The year 2018 was the second year in the history of LUX Fight League, a mixed martial arts promotion based in Mexico. In this year, LUX held 2 events, both held in Mexico City.

==Events list==

| # | Event | Date held | Venue | City |
|---|---|---|---|---|
| 1 | LUX 002 | February 17, 2018 | Gimnasio Olímpico Juan de la Barrera | Mexico City, Mexico |
| 2 | LUX 003 | October 5, 2018 | Pepsi Center WTC | Mexico City, Mexico |

== LUX 002 ==

LUX 002 was a mixed martial arts event held by LUX Fight League on February 17, 2018, at the Gimnasio Olímpico Juan de la Barrera in Mexico City, Mexico.

=== Background ===
After the first event, which was very well received, LUX Fight League announced the second event for February 2018, and unlike the first, this one featured a larger number of fights.

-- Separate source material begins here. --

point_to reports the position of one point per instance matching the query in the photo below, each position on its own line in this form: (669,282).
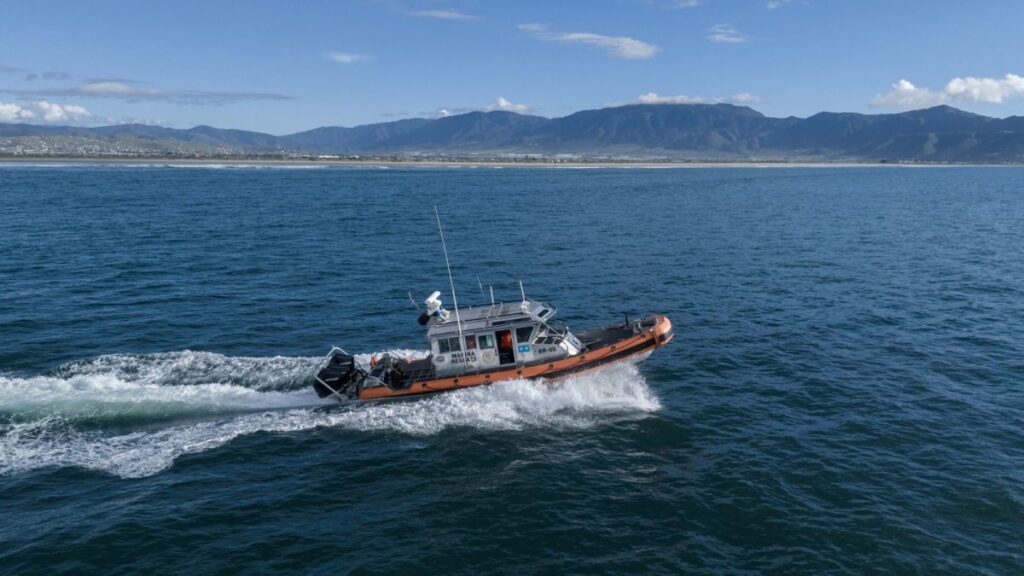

It was announced that Sergio Cossio and Mike De La Torre, the latter of whom had a decent track record in UFC, would headline the event. Meanwhile, the co-main event featured a featherweight bout between veteran Rodolfo Rubio and rookie Luis Vallejo. There was also a women's bantamweight fight between Annely Jiménez García and Flor Sáenz, marking the first time female fighters have been included in a LUX event.

== LUX 003 ==

LUX 003 was a mixed martial arts event held by LUX Fight League on October 5, 2018, at the Pepsi Center WTC in Mexico City, Mexico.

=== Background ===
For this event, the number of fights was increased to fourteen; it was also announced that Sergio Cossio and Hugo Flores would headline the main event.